Councils are going digital. But getting paperwork to councillors in provincial New Zealand has, for the most part, remained analogue – rural post. Stellar Library is revolutionising the way councils share and distribute information.
Councillors at Western Bay of Plenty District Council rely on Stellar Library for secure, cloud-based document sharing and synchronisation. All the files and documents they need to take care of business are automatically stacked on a virtual bookcase on their tablets. Another small dent in the rural post; a giant victory for Council’s document management.
“Stellar Library is the simplest and easiest way to give councillors all the documents and files they need. They use it and they love it. It’s the way forward for our council.”
— Barbara Whitton | Group Manager Customer Services | www.westernbay.govt.nz
In the age of digital, paper is ‘broken’
Western Bay of Plenty District Council group manager customer services Barbara Whitton juggles a host of responsibilities, including a democracy function that supports the council’s mayor and elected members – around 20 individuals.
There’s a lot going on, much of it involving time-sensitive documentation – plans, meeting agendas, minutes and the like – that must be delivered to elected members by deadlines enshrined in law.
Whitton’s team was often hunched over photocopiers, creating document bundles for quick dispatch to councillors who live in all corners of the largely rural district. It was a cumbersome process, which simply didn’t add up for an organisation focused on continuous improvement through cost-efficient processes.
“There had to be a better way,” said Whitton.
“The council has committed to digital processes and centralised documentation that can be shared anywhere, anytime. Simplicity is key. And that’s why we chose Stellar Library.”
Managing documents on mobile devices
Whitton said she loves Stellar Library’s instant “push-button” publishing, which stacks the shelves of councillors’ virtual bookcases on their tablets. The system is also highly secure, auditable, and satisfies local government best practices.

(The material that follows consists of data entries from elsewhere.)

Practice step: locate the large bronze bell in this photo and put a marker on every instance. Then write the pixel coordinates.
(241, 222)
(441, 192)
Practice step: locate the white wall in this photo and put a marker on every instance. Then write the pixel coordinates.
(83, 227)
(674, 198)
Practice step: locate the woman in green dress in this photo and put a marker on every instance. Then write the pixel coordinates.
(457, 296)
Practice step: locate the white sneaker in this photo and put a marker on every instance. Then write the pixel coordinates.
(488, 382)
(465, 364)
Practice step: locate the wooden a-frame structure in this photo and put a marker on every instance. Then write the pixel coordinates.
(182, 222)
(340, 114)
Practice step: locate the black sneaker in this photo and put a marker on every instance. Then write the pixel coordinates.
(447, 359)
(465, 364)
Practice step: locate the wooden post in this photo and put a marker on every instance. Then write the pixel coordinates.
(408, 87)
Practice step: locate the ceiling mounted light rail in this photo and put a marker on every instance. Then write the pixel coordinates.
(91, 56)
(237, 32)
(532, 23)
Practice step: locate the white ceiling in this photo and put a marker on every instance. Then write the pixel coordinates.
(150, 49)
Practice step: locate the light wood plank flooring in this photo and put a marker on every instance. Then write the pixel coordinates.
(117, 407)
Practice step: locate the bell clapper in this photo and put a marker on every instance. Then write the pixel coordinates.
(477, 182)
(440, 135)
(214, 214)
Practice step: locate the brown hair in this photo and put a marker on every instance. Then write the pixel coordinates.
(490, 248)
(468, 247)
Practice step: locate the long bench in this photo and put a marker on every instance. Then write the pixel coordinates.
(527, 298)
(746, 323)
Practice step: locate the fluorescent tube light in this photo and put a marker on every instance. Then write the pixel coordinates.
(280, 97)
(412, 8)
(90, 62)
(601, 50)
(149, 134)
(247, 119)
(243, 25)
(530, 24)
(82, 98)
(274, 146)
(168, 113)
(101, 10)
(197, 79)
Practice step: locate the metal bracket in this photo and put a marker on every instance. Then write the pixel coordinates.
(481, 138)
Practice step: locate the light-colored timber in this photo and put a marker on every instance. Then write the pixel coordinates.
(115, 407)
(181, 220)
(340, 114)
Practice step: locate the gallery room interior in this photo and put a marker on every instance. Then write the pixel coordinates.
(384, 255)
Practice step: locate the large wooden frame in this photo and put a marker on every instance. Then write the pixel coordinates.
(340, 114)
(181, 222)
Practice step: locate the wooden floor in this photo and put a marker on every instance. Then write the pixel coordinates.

One of her democracy team members works as the system librarian and uploads files to a browser-based document library, where tick-box options determine which documents appear on each councillor’s virtual bookcase.
Councillors can open and view documents – and even add annotations – without having to send or transfer individual files.
Locking down cloud freedoms
Observing the popularity of cloud ‘box’ document storage services, Whitton said the council would never go there, because file sharing couldn’t be policed.
“Council business is discoverable under the Local Government Official Information and Management Act,” said Whitton. “But occasionally we deal with sensitive items that are part of bigger decisions. So Stellar Library’s security features are important to us.”
Bridging the tyranny of distance
The central beauty of a cloud-based system like Stellar Library is that it democratises information access. The need to remain physically connected to storage systems and IT networks is history, because the internet connects people and information, wherever they happen to be.
However, in largely rural areas, like the Western Bay of Plenty, continuous internet connectivity is no sure bet.
But that doesn’t have to be a showstopper.
Once councillors have downloaded files to their virtual bookcase they’re instantly accessible, with or without an internet connection. And when the document librarian updates a document or withdraws a file from a councillor’s virtual bookcase, everything is automatically updated in the background the moment an internet connection is re-established. Council’s WiFi network does the job beautifully each time councillors turn up for meetings.
Dollars and sense
Whitton said savings in paper and delivery costs alone amounted to thousands of dollars, making Stellar Library great value, said Whitton.
“Stellar Library is the simplest and easiest way to give councillors all the documents and files they need. They use it and they trust it. It’s the way forward for our council.”